Concerns over impact of dredging on Shannon Estuary

 Group calls on Minister to halt work at Aughinish

Colm Ward


Colm Ward

Concerns over impact of dredging on Shannon Estuary

The Aughinish Alumina site on the Shannon Estuary

A newly established group that claims to represent farmers, fishermen and residents along the Shannon Estuary has warned that proposed dredging of the area around the Aughinish jetty could have “serious adverse effects on marine life and water quality”.

The Rescue of the River Shannon Group (RRSG) has written to the Minister for the Environment asking him to halt the proposed dredging until its impacts can be studied further and the department is satisfied that there will be no adverse impact on the estuary.

Its chairman, former city councillor Jim Long, stressed that the group was not opposed to the dredging itself, but to the method being proposed, whereby the material removed from the seabed will be pushed out into the river to be washed downstream rather than being removed and stored safely.

He claimed that the seabed around the jetty may contain bauxite and alumina that has fallen into the water during loading and unloading at the pier. “We are not totally against the proposed dredging which is needed to support the berthing of ships at Aughinish jetty, upon which jobs are reliant.
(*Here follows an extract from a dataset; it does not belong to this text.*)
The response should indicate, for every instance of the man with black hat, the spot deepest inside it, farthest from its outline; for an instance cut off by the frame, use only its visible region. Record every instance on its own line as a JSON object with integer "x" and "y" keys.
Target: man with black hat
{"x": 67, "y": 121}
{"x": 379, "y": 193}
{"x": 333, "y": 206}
What we are against is the method that is being used to carry out the work,” he said.

Last month, the company was granted a foreshore licence to carry out the dredging work which it said was necessary to maintain the design and navigational depth for shipping.

Aughinish is proposing to conduct an eight-year programme of maintenance dredging with a maximum annual dredge volume of 8,000 cubic metres, or 16,000 tonnes.

A bed leveller or plough dredger will be used to carry out the work by moving sediment material along the sea bed and which can then be distributed by the natural currents in the estuary.

However, Mr Long believes the better solution is to remove the material from the seabed and store it safely on land. “This can be achieved by suction dredging the areas applied for in the foreshore licence and pumped down to the huge red mud ponds on site,” he said.

In his letter to the minister, he stated: “Our group feels, what has been allowed to happen here, is this company has taken the cheap option for themselves which your department has facilitated, but the cost to the estuary will be huge, with approx 16,000 tonnes per annum of sediment moved over an eight year period totaling, which we feel is an underestimated figure byRusal/Aughinish, 128,000 tonnes which in our view will destroy the estuary in all aspects.

 “To our group it’s a huge environmental disaster facilitated by your department. Once this company starts work there is no way of quantifying this amount.” The group has also sought a meeting with the minister to highlight its members’ concerns.

Rusal Aughinish made no comment on the group’s claims this week.